Cool accomplishment:
This past week the educational psychologist, Guadalupe, came to me on Wednesday to talk to me about a meeting with the local community leaders which the HCN would be leading on Thursday. The HCN has plans to bring in new children/ families into their program and wanted to engage the local community leaders in this process. We had already discussed this as an event, but on Wednesday, Guadalupe came and asked me to help facilitate/ present at this meeting. She wanted me to discuss our organization’s principles of partnership and the definition of “at-risk” as it refers to children. I was excited but mainly nervous. I had never discussed these topics in front of a group… of important political figures in the community… in Spanish… with one day to prepare. I crammed, and translated, and crammed, and worried once or twice. To my great relief, the meeting went off fairly seamlessly; excluding the extensive political discussions between different communities, but, everyone appeared to believe those were the most natural part of our meeting.
Funny story:
Yesterday, the professors had an abbreviated work day as the kids were not here and we were just making some posters to put up around the center.
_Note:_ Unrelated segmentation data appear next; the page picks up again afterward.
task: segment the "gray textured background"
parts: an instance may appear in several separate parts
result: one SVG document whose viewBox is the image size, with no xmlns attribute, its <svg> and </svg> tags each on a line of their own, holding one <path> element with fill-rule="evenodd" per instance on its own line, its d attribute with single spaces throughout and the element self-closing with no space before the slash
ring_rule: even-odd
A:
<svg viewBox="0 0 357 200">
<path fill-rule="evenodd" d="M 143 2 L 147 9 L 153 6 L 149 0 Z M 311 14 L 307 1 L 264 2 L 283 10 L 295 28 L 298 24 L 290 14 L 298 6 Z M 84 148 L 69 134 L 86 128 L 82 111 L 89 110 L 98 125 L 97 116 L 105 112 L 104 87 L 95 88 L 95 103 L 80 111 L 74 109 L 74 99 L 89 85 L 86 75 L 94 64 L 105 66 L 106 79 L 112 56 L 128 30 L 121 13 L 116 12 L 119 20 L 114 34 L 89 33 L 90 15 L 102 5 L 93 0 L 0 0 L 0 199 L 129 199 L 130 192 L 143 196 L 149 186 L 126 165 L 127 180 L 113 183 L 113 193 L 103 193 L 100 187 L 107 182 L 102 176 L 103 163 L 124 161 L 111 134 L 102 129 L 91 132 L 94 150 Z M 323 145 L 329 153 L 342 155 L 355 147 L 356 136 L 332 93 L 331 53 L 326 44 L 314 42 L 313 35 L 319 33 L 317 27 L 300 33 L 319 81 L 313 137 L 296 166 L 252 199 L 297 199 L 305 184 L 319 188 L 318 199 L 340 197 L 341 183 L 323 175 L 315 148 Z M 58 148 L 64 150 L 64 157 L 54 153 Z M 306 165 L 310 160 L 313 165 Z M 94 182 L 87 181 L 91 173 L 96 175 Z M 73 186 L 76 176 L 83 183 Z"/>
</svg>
In the middle of the day we had a giant vegetable/ crab soup. When I say giant, I mean that the pot was like the size of a dog tub and literally full of soup. When I say giant, I mean that they gave us taurine of soup instead of bowls. Anyway, enough about the amazing soup. On Friday, Marisol had told me that all the ingredients for the soup were in my refrigerator, and she said that I shouldn’t let the “animalitos” scare me. I was like “wait; there are little animals in my fridge? What is this?” A former staff member who had come on a visit was there and said in English, “She means the crabs.” Unfortunately, I definitely thought she said “rats,” so that didn’t make me feel better. After I simply stared at them with a completely shocked face for a few minutes, they re-explained that there were crabs in my refrigerator. Alright, so back to Monday. Friday’s shock was only one-upped by one of the professors discovering an actual dead rat that had begun to rot in the unused bathroom adjacent to my kitchen. Oh, the very unfortunate irony.
Maybe that is a really unprofessional place to leave this post, but Franklin just came to invite me to dinner with him and his brother and their professor, so I am unashamedly leaving to eat Nicaraguan food!